Gostei muito, demais. Escrito e estrelado por Peter Fonda e Dennis Hoper, que foi também o diretor, a película é um delírio. Uma trilha rock alucinante, uma fotografia show – coisa essencial prum road movie legal, uma boa direção, uma montagem moderna e um roteiro pra destruir contam a história de 2 amigos que atravessam as estradas do sul dos EUA. Se não viu, veja.

Os homens que sempre estão lá

Os irmãos Coen sempre surpreendem. Seus roteiros são incríveis e eles conseguem criar personagens de uma complexidade inimaginável. É o caso do barbeiro de “The man who wans´t there” (O homem que não estava lá, de 2001), um cara que parece não estar nem vivendo, de tão insignificante.

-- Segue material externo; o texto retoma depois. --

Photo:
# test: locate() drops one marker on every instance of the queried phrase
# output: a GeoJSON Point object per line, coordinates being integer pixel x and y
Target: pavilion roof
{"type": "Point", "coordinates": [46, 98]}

Mas não vá pensar que isso é um defeito. Numa ótima atuação de Billy Bob Thornton, o filme é carregado de uma aura noir, tanto por ser em P&B como também pela condução do roteiro. E não é só o final que é surpreendente, pois as reviravoltas acontecem a toda hora.

Pós-fanatismo

É uma delícia o Tim Maia pós "fase Universo em Desencanto". O disco homônimo, também conhecido como Tim Maia 1977, é tão bom ou melhor que os Racional I e II. Tem música instrumental, refrão que repete por minutos embasado num groove chapado, tem letra cabeça, tem amor...tem Tim Maia em grande forma. Este disco foi relançado pela Som Livre na coleção "Som Livre Masters" e tem ali na Livraria Curitiba (Joinville) por R$30,00.

É o canal

Pra quem gosta de curta-metragem, o Canal Brasil (65) é uma baita pedida. Os filmes de até 15 minutos (alguns festivais aceitam filmes de 25 minutos ou mais...) estão presentes diariamente na grade de programação.

Tem coisa boa pra ver tanto em produções mais lapidadas quanto em gravações formato Mini DV. Alguns filmes pecam em detalhes ditos importantes, mas mesmo nestes casos podemos encontrar roteiros muito interessantes. Destaco "Eletrodoméstica", de Kleber Mendonça Filho.